朝からトイレの住人になっている琴子の背中を擦りながら、紀子は心配気に問い掛ける。

「だ、大丈夫です。もう落ち着きましたから……ごめんなさい、お義母さん」

漸く立ち上がった琴子の顔は、大丈夫とは程遠く青ざめて窶れている。

「今日はお仕事休んだ方がよくない? ご飯も全然食べれてないでしょう?」

「大丈夫ですよー! ひどいのは朝と夕方だけで。仕事中はどっちかというと忘れられているんです。それに今月、かなり休んだからこれ以上職場に迷惑かけられないですよ」

そう言ってにっこり笑う琴子だが、顔色はかなり悪い。

「迷惑なんて……今は仕方ないでしょう? 皆さん看護師さんだからちゃんと状況はわかってるわよ。誰も迷惑なんて思わないわよ」

「それはそうですけど………でも、大丈夫ですから」



大丈夫です。
大丈夫ですから。
大丈夫なんで。

いったい、1日何度琴子からこのセリフを聞いているだろうか。

「おにいちゃんは? 夕べは帰らなかったの?」

「はい。以前より下火になったもののまだインフルエンザの流行収まらなくて。また内科の救急の応援に入っているのだと」

「そんな、インフルの菌が蔓延してる病院なんて行っちゃダメよ」

「あ、大丈夫です。あたしは流石に外来の応援は行かなくなりましたから」

また、大丈夫ーー

紀子は軽くため息をついて、諦めたように琴子に小さな包みを渡す。

「これ、タッパの中にフルーツとか、小さなおにぎりとか入っているから、お腹空いてきたらこっそり食べてね。匂いのないものなら食べれるでしょう? 空腹は吐き気を誘うから、二時間おきくらいにちょこちょこ食べるといいわ」

「ありがとうございます。助かります」

笑顔で受けとる琴子だが、仕事の最中に思うように摘まむことは出来ないだろうと予想していた。

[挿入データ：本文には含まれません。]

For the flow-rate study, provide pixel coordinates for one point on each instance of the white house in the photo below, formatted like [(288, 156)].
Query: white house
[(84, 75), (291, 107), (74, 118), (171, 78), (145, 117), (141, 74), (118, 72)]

「………おにいちゃんももう少し琴子ちゃんを気遣えばいいのに」

忌々しいといった風に、直樹のことを毒ずく紀子に、
「入江くん、優しいですよ。入江くんも無理するなって言ってくれてるし。無理は全然してないつもりなんですけど」

そして、琴子はいつも通りに出勤していく。朝御飯はヨーグルト一口だけ。そんなことで身体が持つのか、紀子は不安に思う。
自分も通った道だけど、悪阻には個人差があるし、どちらかというと直樹の時も裕樹の時もひどい方ではなかった気がする。





琴子の妊娠発覚に、皆が狂喜乱舞したのはほんの2週間前のこと。
自分では全く妊娠に気付いてなかったのだから、その時点では悪阻は全くなかったのだが。
唐突にそれがやってきたのはバレンタインの前日。
その日、紀子の教えを乞いながら初挑戦のザッハトルテを作っている真っ最中に突然のリバース。
チョコレートの甘い香りが耐えられなくて、結局バレンタインは何も渡せなかった。


それからは最悪の日々である。
仕事中は気を張っていて大丈夫なのだが、朝と夕方は吐きっぱなしだ。殆ど食事も摂れない。食欲もないが少し空腹を感じると嘔吐感がやって来る。
食べてもすぐに吐く。食べなくても胃液を吐く。嘔吐するだけで激しく体力も消耗する。

ーー悪阻がこんなに辛いなんて思わなかったーー

内心、初めの3日でかなり挫けそうになっていたが、お腹にいるのは愛する夫との初めての赤ちゃんなのだ。何が何でも守らねば、と気力だけで乗り越えようとしていた。

とりあえず有り難いのは直樹も今の時期大変忙しくて家にいる時間が少ないことだ。その分職場で顔を見ているから直樹不足は解消できるし、吐き気で苦しんでいる姿を見せずに済む。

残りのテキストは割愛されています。